Our four prior meetings in Hong Kong followed a fairly set routine. Very polite. Nice cups of tea and a ceremonial exchange of business cards before we get down to business. Jimmie Wong was different. Obviously a man in a hurry, he threw his cards across the table at us and jumped straight into it.
‘We buy and sell shelf companies’, he told us. ‘In Hong Kong, a listed shelf company can be worth US$50m, and we own six of them’.
No ordinary shelf company
A shelf company is a company that doesn’t do or own anything. So it might seem surprising that one is worth US$50m. But Jimmie’s shelf companies are different. They are already listed on the Hong Kong Stock Exchange, and therein lies their value. There are thousands of mainland Chinese companies that would like to access the abundant capital of the Hong Kong Stock Exchange. But criteria to get a new company listed via an IPO are almost impossible for most Chinese companies to meet.
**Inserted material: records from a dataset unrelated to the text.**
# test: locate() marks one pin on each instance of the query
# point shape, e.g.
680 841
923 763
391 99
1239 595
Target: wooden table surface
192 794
So they buy one of Jimmie’s shelf companies and perform what’s known as a ‘back door listing’, raising hundreds of millions of dollars from investors keen for exposure to the Chinese growth story.
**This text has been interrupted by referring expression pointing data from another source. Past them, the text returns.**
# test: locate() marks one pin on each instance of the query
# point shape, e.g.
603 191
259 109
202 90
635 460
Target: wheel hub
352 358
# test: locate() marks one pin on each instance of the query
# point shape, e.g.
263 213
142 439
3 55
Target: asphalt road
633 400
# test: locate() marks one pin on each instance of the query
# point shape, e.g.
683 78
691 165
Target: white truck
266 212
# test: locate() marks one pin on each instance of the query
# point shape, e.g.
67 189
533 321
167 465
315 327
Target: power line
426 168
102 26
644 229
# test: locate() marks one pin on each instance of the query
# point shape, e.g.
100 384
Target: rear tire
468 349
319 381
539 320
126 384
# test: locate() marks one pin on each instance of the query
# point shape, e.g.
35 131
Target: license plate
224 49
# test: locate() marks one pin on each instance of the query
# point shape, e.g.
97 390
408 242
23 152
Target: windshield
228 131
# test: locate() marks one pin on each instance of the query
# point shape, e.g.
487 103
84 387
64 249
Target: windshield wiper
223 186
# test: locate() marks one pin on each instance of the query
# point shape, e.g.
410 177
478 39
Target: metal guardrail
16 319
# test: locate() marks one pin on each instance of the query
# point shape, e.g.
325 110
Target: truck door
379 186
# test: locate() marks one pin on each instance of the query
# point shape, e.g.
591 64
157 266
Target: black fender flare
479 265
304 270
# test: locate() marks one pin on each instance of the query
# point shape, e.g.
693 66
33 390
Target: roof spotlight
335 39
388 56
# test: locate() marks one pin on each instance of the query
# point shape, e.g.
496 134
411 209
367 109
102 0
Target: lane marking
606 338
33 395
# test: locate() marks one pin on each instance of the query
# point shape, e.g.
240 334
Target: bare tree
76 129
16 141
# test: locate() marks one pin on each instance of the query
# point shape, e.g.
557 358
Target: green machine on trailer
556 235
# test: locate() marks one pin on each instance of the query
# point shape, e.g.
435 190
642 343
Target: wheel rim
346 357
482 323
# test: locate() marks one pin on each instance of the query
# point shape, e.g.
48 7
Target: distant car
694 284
‘Of course, many of them are frauds’, says Jimmie, but that, too, is good for business. Jimmie owns the largest bankruptcy practice in Hong Kong. You can see his ads on TV. And, best of all, when the old shelf company goes bust, it returns to the fold and the whole process starts over again.
Jimmie was looking for pre-IPO funding and obviously talking to the wrong two guys. But his business is an insight into the wider Chinese economy. The capitalist, profit-seeking instinct is thriving. If there’s a buck to be found in even the tiniest nook or cranny, there is someone trying to extract it.
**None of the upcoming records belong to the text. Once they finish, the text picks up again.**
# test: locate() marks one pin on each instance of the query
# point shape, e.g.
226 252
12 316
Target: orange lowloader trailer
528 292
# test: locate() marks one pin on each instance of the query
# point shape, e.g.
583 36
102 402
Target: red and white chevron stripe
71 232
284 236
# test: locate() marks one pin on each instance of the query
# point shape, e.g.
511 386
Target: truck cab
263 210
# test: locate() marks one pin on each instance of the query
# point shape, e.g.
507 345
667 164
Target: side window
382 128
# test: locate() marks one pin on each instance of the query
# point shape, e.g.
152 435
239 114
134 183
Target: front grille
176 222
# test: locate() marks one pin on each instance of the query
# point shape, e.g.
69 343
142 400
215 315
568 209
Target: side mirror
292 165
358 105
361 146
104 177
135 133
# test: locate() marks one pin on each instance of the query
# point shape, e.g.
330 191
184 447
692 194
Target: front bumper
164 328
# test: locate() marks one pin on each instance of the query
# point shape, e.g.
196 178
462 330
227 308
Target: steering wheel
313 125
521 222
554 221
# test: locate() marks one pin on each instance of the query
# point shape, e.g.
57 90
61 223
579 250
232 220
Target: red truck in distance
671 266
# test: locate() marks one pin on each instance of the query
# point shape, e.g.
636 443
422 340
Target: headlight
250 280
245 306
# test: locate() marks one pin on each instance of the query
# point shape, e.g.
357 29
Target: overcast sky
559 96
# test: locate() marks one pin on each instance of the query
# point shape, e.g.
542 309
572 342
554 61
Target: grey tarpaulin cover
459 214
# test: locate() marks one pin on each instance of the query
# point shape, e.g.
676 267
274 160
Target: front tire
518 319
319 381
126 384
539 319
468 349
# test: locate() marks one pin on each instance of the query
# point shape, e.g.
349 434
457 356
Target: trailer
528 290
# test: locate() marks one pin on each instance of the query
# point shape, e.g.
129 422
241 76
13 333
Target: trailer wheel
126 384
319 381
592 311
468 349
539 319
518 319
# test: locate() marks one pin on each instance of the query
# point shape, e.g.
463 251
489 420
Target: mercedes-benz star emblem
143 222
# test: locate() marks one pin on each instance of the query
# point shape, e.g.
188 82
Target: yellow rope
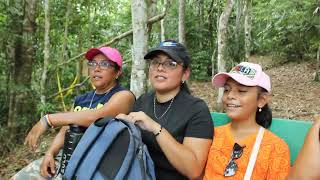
61 94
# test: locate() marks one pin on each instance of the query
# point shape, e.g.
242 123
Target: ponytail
264 116
184 87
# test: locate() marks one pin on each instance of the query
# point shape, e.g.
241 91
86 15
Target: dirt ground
295 96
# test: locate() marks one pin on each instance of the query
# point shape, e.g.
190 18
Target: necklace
154 108
94 94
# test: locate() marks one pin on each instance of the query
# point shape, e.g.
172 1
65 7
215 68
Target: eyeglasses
102 64
168 65
232 167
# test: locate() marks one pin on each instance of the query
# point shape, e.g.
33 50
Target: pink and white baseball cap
245 73
111 53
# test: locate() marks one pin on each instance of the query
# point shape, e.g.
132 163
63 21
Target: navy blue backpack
110 149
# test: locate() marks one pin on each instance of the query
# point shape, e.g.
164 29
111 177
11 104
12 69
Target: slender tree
139 49
247 28
163 30
238 31
46 51
182 33
222 40
21 106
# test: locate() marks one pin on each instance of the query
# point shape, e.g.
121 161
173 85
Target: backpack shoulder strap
89 137
94 155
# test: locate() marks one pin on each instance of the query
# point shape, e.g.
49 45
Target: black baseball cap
173 49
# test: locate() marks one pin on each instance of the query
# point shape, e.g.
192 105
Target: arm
188 158
279 160
120 102
308 160
47 167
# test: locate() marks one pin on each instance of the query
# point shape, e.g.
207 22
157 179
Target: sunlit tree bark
182 33
140 38
247 28
46 51
22 57
222 40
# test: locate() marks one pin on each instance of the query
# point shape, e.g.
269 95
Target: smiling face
103 79
164 78
241 102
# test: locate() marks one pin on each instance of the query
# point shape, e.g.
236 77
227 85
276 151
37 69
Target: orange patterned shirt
273 160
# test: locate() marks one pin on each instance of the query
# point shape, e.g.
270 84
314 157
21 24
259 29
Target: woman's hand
33 136
142 120
48 167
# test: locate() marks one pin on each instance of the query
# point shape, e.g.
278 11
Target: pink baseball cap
245 73
111 53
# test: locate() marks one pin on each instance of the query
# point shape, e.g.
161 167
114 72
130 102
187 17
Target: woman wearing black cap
177 127
108 99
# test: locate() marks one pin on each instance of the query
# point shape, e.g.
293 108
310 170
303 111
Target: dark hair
264 118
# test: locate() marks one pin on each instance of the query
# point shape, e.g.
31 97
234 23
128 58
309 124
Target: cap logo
168 44
244 70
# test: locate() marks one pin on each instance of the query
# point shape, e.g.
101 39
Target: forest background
42 45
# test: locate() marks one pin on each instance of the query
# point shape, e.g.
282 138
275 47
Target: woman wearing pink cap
108 99
244 148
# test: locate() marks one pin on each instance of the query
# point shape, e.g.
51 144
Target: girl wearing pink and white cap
244 148
108 99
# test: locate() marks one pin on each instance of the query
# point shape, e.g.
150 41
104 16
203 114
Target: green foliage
290 30
286 29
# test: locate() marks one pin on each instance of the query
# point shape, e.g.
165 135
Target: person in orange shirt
244 148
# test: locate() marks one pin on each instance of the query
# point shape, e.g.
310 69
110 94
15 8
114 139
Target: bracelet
44 122
158 132
47 119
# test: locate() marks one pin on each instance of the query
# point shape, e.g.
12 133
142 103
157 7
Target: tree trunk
46 52
201 22
163 30
21 102
317 76
152 11
222 37
65 34
140 38
247 28
182 34
237 53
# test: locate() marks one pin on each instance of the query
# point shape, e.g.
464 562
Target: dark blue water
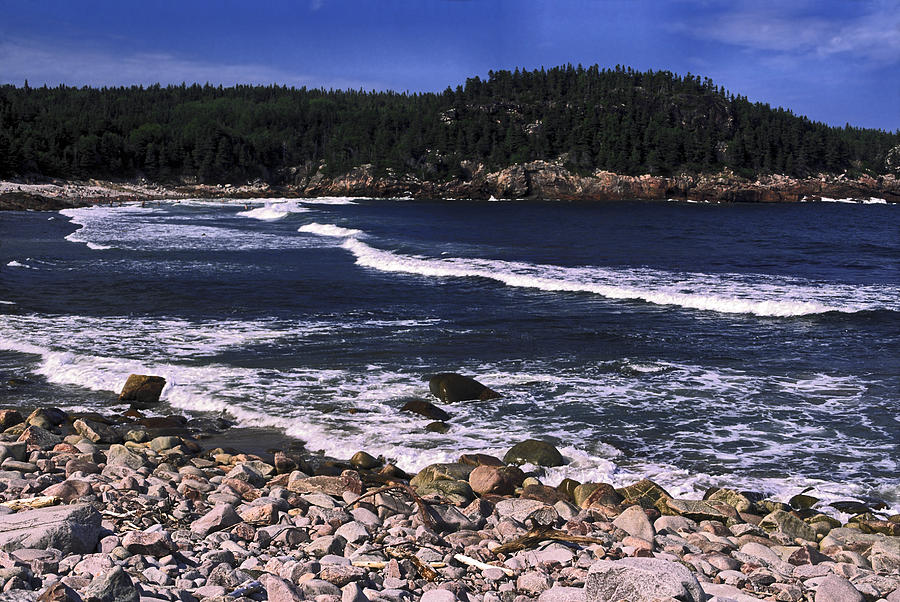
750 345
Unfortunately, much of that activity is misdirected.
Misdirected invisible hands
Adam Smith’s invisible hand works when firms innovate to become more profitable. Innovation leads to improved productivity and increased output for the whole economy.
In China, the easiest path to riches is still knowing (or being) the right government official, having access to artificially cheap funding costs or knowing which loopholes to exploit. The richest 70 delegates in China’s National People’s Congress have a combined net worth of US$89.8bn, according to Bloomberg, versus just US$7.5bn ‘for the 660 top officials in the three branches of the US Government’.
There is nothing cultural stopping China becoming the richest country in the world. The desire to progress is at least as prevalent as the US. But if that is what they want, the government needs to make sure those profit seeking instincts are focussed on activities that benefit the wider economy and the whole population, not just the well connected. And there are a lot of powerful vested interests hell bent on ensuring that doesn’t happen.